I did a quick intro to gaussian processes a little while back. Check that out if you haven’t.
I came across this presentation by Chris Fonnesbeck delivered just a few days back at PyCon 2018 on Bayesian non-parametric models. I found the idea of modeling latent variables using a Gaussian process (GP) very intriguing (and cool). We know that the latent variable has some non-linear form so instead of guessing what it might be, we can just model it using a GP.
You can get the notebook with all the code to generate the charts and the analysis here.
Moving on from a linear model
In chapter 10 of Statistical Rethinking, McElreath looks at the UC Berkeley graduate school admittance rate for men and women in a 6 departments. He models the admission rate as $logit(p_i) = \alpha_{DEPT[i]} + \beta_m m_i$. Note that he is modeling the latent variable as a linear function.
Here, we look at a similar dataset but model the latent variable as a GP using pymc3.
The data and the question
We’ll use this census data from 1994 but only look at some of the features. We want to look at the wages for men and women at different ages.
The key outcome variable of interest is >50k i.e. how many people earn over 50k given the other parameters. Or, what percent of people in a given demographic earn over 50k. The other variable of interest are: age, edu, and sex. There are other interesting variables that you may want to use to extend this model such as race, sector, and marital status but we’ll leave this out for now.

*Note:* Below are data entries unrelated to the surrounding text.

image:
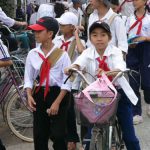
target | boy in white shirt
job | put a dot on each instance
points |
(126, 7)
(101, 57)
(49, 101)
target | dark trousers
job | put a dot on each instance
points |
(72, 135)
(138, 59)
(53, 127)
(125, 118)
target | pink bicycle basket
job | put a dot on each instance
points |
(98, 101)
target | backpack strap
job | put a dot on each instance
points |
(54, 56)
(71, 50)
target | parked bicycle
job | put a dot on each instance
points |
(14, 102)
(98, 109)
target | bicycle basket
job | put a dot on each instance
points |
(97, 102)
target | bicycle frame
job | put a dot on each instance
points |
(5, 90)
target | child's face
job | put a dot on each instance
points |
(114, 7)
(65, 29)
(43, 36)
(99, 38)
(95, 4)
(138, 3)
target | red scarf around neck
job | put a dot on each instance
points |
(103, 65)
(65, 44)
(139, 20)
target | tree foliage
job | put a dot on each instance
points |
(8, 7)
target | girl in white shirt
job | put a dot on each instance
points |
(138, 57)
(111, 58)
(104, 13)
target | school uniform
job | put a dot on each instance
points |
(114, 59)
(117, 28)
(5, 19)
(45, 127)
(9, 22)
(138, 60)
(65, 45)
(46, 10)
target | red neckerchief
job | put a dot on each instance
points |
(120, 7)
(65, 44)
(139, 20)
(44, 74)
(103, 65)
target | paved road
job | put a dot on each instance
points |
(13, 143)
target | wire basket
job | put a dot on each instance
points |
(97, 102)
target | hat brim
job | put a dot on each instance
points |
(61, 21)
(36, 27)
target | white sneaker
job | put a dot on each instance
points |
(148, 110)
(137, 119)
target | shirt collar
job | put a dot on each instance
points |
(107, 15)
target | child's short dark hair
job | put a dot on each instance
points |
(114, 2)
(101, 25)
(48, 23)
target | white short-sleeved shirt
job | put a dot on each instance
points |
(5, 19)
(58, 41)
(145, 31)
(87, 60)
(117, 27)
(57, 76)
(127, 9)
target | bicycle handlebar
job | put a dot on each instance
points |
(119, 74)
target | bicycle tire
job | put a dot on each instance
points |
(117, 139)
(19, 118)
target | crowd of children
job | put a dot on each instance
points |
(115, 33)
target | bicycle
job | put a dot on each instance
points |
(108, 135)
(14, 102)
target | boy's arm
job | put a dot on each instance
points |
(5, 63)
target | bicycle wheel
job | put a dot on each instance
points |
(20, 118)
(117, 139)
(100, 139)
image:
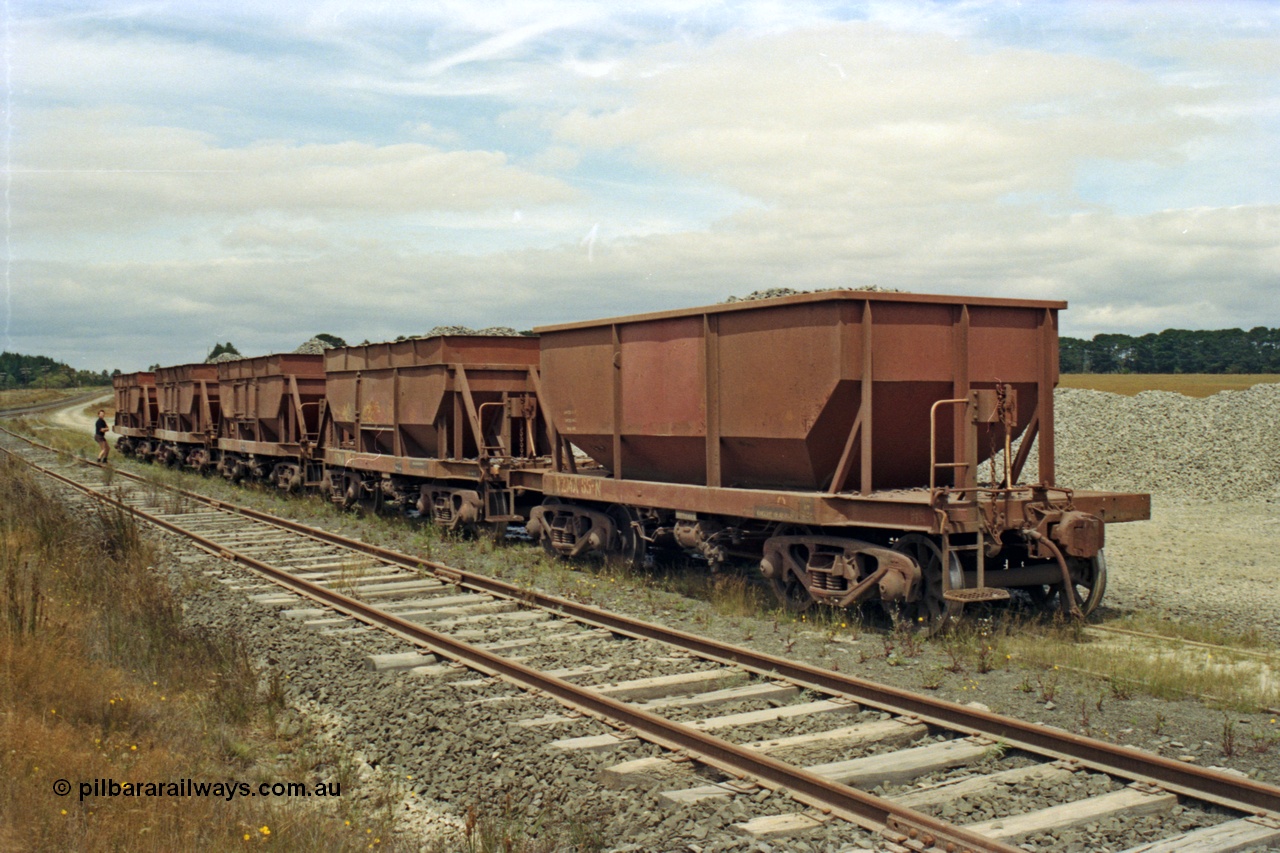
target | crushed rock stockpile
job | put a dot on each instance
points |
(1225, 447)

We also group edu into sensible buckets so that we end up with just 7 education groups: “Some HS”, “HS Grad”, “Some College”, “Prof School”, “Bachelors”, “Masters”, “Doctorate”.
Take 1: Using just age
Let’s ignore education for now. We’ll come back to it in the next section.
The correlation assumption
In ‘Take 1’, we use just the age and sex variable and park education for the next section. By using a GP, we assume that the probability of earning over 50k at age $x$ and $x + k$ are correlated. The closer they are (the smaller $|k|$ is), the more correlated they are. We’ll use the RBF kernel to do this since we expect it to change smoothly.
Modeling in pymc3
For each sex, we model the latent variable as a GP with pooled hyper-parameters. So the model is as follows:
Easy enough. Now let’s draw a bunch of samples and see what $p$, the probability of earning over 50k, looks like for the two sexes.
So it appears that the gap between the wages of men and women starts pretty early on and is the widest around the age of 50. Also interesting to note is that the peak for men is at 50 years while for women it’s around 40 years.
But we know that education makes a different. Maybe we just have a bunch of highly educated men in this sample so it makes sense that they would earn more.
Take 1: Using age and education
Now we include education.
The correlation assumption
In addition to the ‘correlation across ages’ assumption we made above, we also assume that the effect of education is correlated i.e. effect of “Masters” is closer to the effect of “Bachelors” than to “Some HS”.
We are also assuming one other thing: effect of education is the same across age groups and the effect of age is the same for all levels of education i.e. those two are independent. This doesn’t sound unreasonable though you can come up with reasons why this might not be true. We can get even smarter and say the education and age together are correlated but we’ll leave that for you to work out.
Modeling in pymc3
Note that it is a very similar model and took me ~22 minutes to run on a oldish MacBook Pro. You might remember that GP is a ‘small data’ technique. It involves inverting matrices that is computationally quite expensive.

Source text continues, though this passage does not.